O consumo de informações digitais também se reflete na jornada de compra. Dados do relatório State of Consumer Trends, da McKinsey & Company, apontam que 32% dos consumidores utilizam redes sociais para pesquisar antes de adquirir um produto, acima dos 27% registrados em 2023. O reflexo é direto em clínicas especializadas, como a Homenz, que atendem um público cada vez mais informado e decidido sobre os procedimentos desejados.
“Hoje, o cliente chega até a clínica sabendo exatamente o que quer, muitas vezes porque viu o resultado em alguém nas redes”, afirma Luis Fernando Carvalho, CEO da Homenz. A rede, fundada em 2019 em Uberaba (MG), faturou R$ 100 milhões em 2024 e prevê encerrar 2025 com 100 unidades em operação no país.
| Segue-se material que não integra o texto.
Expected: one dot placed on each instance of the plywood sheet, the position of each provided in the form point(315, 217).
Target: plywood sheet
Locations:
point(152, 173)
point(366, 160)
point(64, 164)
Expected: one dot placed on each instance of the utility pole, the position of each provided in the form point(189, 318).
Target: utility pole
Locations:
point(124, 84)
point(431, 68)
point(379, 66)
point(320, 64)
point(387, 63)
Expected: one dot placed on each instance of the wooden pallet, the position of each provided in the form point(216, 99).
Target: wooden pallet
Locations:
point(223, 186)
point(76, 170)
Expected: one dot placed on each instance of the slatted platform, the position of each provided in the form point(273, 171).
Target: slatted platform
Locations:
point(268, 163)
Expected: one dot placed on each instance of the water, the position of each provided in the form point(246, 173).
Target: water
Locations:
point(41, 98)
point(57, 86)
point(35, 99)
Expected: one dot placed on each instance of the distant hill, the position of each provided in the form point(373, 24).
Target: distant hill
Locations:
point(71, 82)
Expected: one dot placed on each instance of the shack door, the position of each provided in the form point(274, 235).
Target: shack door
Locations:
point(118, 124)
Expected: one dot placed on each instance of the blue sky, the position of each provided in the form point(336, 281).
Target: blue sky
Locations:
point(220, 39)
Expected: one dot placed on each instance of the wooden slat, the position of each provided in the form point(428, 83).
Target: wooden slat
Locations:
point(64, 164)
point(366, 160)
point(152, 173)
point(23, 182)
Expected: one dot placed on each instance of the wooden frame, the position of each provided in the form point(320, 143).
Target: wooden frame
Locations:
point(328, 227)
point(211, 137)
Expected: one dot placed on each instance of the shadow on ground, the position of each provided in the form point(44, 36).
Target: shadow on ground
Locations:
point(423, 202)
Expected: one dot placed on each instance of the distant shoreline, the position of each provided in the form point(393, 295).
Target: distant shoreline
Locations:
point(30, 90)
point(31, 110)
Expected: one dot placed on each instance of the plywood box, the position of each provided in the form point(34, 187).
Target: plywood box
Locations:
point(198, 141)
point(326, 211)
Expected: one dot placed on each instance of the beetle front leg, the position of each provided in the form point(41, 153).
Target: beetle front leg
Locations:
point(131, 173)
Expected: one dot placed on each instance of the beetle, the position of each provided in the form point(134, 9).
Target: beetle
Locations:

Celebridades, atletas, influenciadores e criadores de conteúdo têm contribuído para naturalizar o autocuidado entre os homens, com postagens sobre saúde da pele, cabelo, estilo de vida e bem-estar. Esse movimento estimula a busca por protocolos não invasivos, com resultados rápidos, e reforça o papel da estética como parte da rotina masculina contemporânea.
“Esse novo olhar veio para ficar. As redes sociais democratizaram o acesso à informação e criaram novas referências sobre o comportamento do homem, que envolvem saúde, vaidade e imagem profissional”, conclui o executivo.